I'm currently stuck with the following problem. How do I calculate the order of growth of the following sequence:
$f_{n} = 2f_{n-1} + f_{n-2}$
Assuming that
$f_{0} =1$ and $f_{1} = 1$
I've got the following hints: they used $(1- 2x - x^2) = (1-Ax)(1-Bx) $ to get the roots of the solution.

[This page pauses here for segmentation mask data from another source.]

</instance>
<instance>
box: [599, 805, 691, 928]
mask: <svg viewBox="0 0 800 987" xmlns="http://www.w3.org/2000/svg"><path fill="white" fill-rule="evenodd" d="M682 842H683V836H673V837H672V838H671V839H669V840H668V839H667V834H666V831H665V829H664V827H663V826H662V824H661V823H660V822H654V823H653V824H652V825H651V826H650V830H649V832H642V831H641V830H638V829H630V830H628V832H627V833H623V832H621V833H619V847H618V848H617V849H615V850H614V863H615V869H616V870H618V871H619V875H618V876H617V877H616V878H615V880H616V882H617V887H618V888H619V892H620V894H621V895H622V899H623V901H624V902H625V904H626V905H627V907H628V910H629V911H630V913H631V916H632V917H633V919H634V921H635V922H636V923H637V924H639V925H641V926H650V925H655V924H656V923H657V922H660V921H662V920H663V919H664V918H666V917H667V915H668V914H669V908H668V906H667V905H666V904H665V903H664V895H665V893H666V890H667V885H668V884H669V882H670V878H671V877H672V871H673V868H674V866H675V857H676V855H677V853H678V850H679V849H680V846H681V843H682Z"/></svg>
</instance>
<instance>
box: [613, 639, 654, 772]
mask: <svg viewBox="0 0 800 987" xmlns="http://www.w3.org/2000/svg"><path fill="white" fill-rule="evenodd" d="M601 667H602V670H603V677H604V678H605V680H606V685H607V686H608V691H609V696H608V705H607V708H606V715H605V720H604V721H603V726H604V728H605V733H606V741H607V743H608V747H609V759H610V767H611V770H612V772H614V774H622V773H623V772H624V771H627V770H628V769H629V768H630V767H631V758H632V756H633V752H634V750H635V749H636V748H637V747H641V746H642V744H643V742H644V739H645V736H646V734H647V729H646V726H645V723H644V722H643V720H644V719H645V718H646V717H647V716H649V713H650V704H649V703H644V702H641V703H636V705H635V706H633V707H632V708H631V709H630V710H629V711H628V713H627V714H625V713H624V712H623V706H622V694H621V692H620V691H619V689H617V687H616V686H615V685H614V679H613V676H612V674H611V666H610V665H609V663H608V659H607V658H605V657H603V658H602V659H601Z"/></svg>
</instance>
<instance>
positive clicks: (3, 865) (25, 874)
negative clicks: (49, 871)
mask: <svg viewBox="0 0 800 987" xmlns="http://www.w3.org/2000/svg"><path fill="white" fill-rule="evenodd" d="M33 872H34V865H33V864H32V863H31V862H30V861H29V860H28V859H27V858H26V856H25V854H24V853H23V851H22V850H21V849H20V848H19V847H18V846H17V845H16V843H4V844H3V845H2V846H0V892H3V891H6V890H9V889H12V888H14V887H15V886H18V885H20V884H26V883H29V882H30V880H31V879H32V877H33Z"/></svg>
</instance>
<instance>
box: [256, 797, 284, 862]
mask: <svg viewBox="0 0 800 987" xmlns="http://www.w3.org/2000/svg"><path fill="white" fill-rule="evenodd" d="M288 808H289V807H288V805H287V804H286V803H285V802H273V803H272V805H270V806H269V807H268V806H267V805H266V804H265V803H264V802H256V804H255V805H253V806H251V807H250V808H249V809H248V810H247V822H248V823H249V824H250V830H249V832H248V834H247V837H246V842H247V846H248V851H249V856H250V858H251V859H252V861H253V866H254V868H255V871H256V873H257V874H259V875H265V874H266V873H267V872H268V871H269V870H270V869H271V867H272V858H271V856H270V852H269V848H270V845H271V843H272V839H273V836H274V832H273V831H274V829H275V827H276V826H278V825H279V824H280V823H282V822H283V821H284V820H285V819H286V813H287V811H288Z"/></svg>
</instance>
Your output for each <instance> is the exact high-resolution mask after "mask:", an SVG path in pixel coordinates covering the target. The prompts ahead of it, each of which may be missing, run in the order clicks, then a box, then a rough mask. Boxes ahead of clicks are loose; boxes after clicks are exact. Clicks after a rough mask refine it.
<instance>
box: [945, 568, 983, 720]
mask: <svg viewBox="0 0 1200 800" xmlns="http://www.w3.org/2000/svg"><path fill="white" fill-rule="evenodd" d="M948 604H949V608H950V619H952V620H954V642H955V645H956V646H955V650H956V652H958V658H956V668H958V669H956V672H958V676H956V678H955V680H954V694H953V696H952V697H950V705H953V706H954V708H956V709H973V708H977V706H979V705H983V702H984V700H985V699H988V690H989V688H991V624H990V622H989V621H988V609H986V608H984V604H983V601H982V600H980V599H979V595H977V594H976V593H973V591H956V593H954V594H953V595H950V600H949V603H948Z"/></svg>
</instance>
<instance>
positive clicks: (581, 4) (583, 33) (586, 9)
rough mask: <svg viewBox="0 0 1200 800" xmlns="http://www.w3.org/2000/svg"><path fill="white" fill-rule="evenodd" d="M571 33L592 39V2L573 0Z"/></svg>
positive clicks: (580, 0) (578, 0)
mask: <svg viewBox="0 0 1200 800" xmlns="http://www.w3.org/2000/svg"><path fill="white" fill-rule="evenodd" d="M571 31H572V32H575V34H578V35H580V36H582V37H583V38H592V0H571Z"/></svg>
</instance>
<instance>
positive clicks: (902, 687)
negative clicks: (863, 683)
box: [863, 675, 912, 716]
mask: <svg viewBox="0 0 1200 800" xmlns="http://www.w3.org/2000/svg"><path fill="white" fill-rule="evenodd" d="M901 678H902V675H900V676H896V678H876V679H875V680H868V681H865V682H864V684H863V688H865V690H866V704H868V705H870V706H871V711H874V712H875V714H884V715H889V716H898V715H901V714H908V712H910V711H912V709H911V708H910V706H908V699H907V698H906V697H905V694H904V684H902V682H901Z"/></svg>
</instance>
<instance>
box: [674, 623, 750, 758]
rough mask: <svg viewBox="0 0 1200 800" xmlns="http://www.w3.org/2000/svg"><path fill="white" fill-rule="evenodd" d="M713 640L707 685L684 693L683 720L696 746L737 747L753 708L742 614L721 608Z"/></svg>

How do I get from the squence to $(1-2x-x^2)$ and why do I have to equal it to $(1-Ax)(1-Bx)$
Somehow the solution is $(1+\sqrt{2})^n$
Thanks for your help community
Process 1:
Start with $1-2x-x^2$. Now, the given, from the problem, is that \begin{align} 1-2x-x^2 &= (1- a x)(1 - b x) \\ &= 1 -(a+b) x + ab x^2. \end{align} Equating coefficients leads to $a + b = 2$ and $ab = -1$. Using this information leads to \begin{align} a - \frac{1}{a} &= 2 \\ a^2 - 2 a - 1 &= 0 \\ a &= 1 \pm \sqrt{2}. \end{align} By choosing $a = 1 + \sqrt{2}$ then $b$ becomes $b = 1 - \sqrt{2}$. Since $f_{n}$ increases with $n$ then consider a solution of the form $$f_{n} = A \, (1+\sqrt{2})^{n} + B \, (1-\sqrt{2})^{n}$$ With $f_{0} = 1$ and $f_{1} = 1$, then it can be found that $A = B = \frac{1}{2}$ and $$f_{n} = \frac{1}{2} \, \left[ (1+\sqrt{2})^{n} + (1-\sqrt{2})^{n} \right].$$
Now, in terms of growth of $f_{n}$, the following is noticed. It can be determined that $0 \leq 1-\sqrt{2} \leq -1$ and $3 \leq 1 + \sqrt{2} \geq 1$. Taking powers of these values leads to $|(1-\sqrt{2})^{n}| \to 0$ as $n \to \infty$ and $(1+\sqrt{2})^{n} \to \infty$. This leads to $$f_{n} \approx (1+\sqrt{2})^{n} $$ as $n \to \infty$.